- Directed by: Mark Dacascos
- Screenplay by: Craig Hamann
- Produced by: Mark Dacascos Andrzej Bartkowiak Alexander Nevsky Alexander Izotov Christopher R. Santiago (Associate producer)
- Starring: Alexander Nevsky; Casper Van Dien; Cary-Hiroyuki Tagawa; Tia Carrere;
- Cinematography: Rudy Harbon
- Edited by: Stephen Adrianson
- Music by: Sean Murray
- Production company: Hollywood Storm
- Distributed by: CineTel Films
- Release dates: February 18, 2016 (Russia); January 19, 2018 (U.S.);
- Running time: 90 minutes
- Countries: Philippines United States
- Languages: English Filipino
- Box office: $583,194 (Russia)

= Showdown in Manila =

Showdown in Manila is a 2016 Russian-American action film directed by Mark Dacascos. The film was released on February 18, 2016, in Russian (with English scenes captioned) and on January 19, 2018, in English (with Russian scenes dubbed) worldwide.

== Plot ==

Nickolay "Nick" Peyton, a police officer of Russian origin, lives in Manila. During a sting operation Nick is badly wounded and retires from police. Today he works as a private detective with his partner Charlie.

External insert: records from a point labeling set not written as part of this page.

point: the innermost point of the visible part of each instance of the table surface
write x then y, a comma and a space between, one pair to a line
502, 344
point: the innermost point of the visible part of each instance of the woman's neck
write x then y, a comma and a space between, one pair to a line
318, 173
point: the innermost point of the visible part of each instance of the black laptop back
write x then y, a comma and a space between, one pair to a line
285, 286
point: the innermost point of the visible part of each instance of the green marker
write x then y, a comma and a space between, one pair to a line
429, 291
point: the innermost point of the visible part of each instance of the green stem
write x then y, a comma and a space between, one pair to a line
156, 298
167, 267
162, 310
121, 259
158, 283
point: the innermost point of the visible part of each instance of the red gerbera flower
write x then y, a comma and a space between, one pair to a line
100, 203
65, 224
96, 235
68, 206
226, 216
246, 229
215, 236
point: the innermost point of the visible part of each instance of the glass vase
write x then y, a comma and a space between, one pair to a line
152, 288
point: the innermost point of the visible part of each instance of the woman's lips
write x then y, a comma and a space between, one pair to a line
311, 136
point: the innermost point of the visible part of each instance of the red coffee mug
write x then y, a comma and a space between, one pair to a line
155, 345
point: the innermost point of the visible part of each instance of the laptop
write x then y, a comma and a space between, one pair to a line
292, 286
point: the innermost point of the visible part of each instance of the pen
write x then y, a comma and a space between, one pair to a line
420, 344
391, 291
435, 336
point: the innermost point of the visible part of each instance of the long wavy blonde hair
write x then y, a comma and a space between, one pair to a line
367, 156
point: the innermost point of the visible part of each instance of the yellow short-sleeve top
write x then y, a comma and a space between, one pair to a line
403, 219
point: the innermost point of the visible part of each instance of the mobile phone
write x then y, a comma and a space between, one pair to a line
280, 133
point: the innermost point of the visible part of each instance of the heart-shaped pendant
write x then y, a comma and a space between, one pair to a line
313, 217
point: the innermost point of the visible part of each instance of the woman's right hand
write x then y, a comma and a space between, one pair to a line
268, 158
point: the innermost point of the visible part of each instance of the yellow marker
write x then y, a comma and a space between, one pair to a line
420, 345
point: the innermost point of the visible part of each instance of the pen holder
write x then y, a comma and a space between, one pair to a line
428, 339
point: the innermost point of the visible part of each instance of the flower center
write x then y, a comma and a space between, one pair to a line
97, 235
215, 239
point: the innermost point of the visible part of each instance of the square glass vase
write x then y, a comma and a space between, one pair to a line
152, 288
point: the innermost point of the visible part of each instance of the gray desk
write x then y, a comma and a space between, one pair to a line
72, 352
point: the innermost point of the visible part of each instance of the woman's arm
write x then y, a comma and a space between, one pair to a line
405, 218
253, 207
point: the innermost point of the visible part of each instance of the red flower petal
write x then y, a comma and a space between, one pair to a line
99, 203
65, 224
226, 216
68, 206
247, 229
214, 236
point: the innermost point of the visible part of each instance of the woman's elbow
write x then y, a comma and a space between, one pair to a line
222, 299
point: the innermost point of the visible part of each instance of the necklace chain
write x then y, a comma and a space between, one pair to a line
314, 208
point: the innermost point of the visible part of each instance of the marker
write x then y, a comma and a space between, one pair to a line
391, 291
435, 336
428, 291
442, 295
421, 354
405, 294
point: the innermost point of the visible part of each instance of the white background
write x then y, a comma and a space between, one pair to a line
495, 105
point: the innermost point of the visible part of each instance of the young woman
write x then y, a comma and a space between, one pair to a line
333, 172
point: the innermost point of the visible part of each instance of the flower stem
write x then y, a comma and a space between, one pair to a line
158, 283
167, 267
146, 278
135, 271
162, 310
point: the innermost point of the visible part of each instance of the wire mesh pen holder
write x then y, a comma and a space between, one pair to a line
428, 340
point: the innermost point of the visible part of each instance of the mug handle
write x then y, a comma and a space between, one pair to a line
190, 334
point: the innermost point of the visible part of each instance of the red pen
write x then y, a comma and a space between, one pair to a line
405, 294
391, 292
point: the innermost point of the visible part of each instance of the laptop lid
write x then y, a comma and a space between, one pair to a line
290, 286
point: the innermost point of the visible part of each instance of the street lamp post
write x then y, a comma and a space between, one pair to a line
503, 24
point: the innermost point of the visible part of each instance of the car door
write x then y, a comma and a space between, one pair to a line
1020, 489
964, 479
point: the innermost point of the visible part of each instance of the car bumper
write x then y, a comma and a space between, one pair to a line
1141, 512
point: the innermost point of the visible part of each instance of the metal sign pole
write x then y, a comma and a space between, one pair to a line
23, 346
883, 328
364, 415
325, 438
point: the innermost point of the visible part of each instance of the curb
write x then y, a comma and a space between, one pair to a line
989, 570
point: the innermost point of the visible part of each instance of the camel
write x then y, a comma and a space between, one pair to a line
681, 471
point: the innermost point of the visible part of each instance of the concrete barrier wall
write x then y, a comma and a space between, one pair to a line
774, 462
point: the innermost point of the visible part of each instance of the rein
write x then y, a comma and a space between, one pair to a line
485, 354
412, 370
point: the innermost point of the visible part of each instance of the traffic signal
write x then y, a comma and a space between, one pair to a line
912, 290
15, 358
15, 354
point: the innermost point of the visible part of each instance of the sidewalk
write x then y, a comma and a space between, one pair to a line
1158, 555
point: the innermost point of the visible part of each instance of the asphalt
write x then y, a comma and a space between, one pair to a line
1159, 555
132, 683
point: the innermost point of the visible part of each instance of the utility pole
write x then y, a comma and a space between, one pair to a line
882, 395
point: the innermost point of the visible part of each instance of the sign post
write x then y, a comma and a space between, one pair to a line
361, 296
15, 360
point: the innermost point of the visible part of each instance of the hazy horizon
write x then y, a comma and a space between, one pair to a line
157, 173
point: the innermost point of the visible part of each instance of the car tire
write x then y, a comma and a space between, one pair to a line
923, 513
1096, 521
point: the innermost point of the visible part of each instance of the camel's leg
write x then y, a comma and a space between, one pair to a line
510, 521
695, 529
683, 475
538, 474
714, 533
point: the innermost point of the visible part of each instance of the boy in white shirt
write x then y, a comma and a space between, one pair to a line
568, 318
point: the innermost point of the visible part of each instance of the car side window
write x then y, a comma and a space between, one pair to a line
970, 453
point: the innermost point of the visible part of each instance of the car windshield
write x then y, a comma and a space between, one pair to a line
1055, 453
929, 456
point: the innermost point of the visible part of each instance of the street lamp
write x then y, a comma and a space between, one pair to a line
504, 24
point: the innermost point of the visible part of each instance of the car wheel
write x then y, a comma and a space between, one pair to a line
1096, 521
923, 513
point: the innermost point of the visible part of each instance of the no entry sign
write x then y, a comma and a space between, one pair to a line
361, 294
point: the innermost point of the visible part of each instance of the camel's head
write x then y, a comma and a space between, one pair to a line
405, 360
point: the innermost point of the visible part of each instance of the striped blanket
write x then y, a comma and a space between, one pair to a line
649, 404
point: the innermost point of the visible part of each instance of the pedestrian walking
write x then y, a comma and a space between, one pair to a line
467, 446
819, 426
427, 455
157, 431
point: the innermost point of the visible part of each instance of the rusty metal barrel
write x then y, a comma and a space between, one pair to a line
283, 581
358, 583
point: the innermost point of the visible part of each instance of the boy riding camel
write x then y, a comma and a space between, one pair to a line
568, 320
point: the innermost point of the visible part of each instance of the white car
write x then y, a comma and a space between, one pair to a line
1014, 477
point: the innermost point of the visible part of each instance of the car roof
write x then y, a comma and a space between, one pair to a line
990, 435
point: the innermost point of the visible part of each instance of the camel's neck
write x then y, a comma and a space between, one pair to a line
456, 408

One day, Mrs. Wells comes to hire them to investigate the strange murder of her husband. The search for the murderers leads Nick and Charlie to a base of criminals in the jungle. The gangsters' leader Aldric Cole was wounded by Nick in a past police operation. Nick and Charlie gather a group of former elite soldiers to destroy the base.

== Cast ==
- Alexander Nevsky as Moscow Police Force SWAT Sergeant Nickolay "Nick" Peyton
- Casper Van Dien as LAPD S.W.A.T. Officer Iv Charlie Benz
- Cary-Hiroyuki Tagawa as Aldric Cole
- Tia Carrere as Mrs. Wells
- Mark Dacascos as Matthew Wells (cameo appearance)
- Matthias Hues as Dorn
- Hafedh Dakhlaoui as "Ghost"
- Don "The Dragon" Wilson as Delta Force Master Sergeant Michael Dillon
- Cynthia Rothrock as Delta Force Lieutenant Haines
- Olivier Gruner as Delta Force Sergeant First Class Ford
- Dmitri Dyuzhev as Delta Force Sergeant Victor Selensky
- Robert Madrid as Carlos
- Iza Calzado as Sabio
- Maria Bravikova as Sofia
- Jake Macapagal as Kalalo
- Hazel Faith Dela Cruz as Kiki
- Moises Magisa as Mr. Camato
- Mon Confiado as Datu
- Patrick Carlos as MPD S.W.A.T. Officer Reyes
- Don Gordon Bell as Minter
- Polina Butorina as Larissa
- Trixie Dauz as Miss Divina
- Natalie Gubina as Alyson
- Michael Dyakonov as Anton
- Rich Valencia as Dorn's Girl / Dancer
- Krista Miller as Vivian (uncredited)

== Production ==
The film was shot in Manila (Philippines).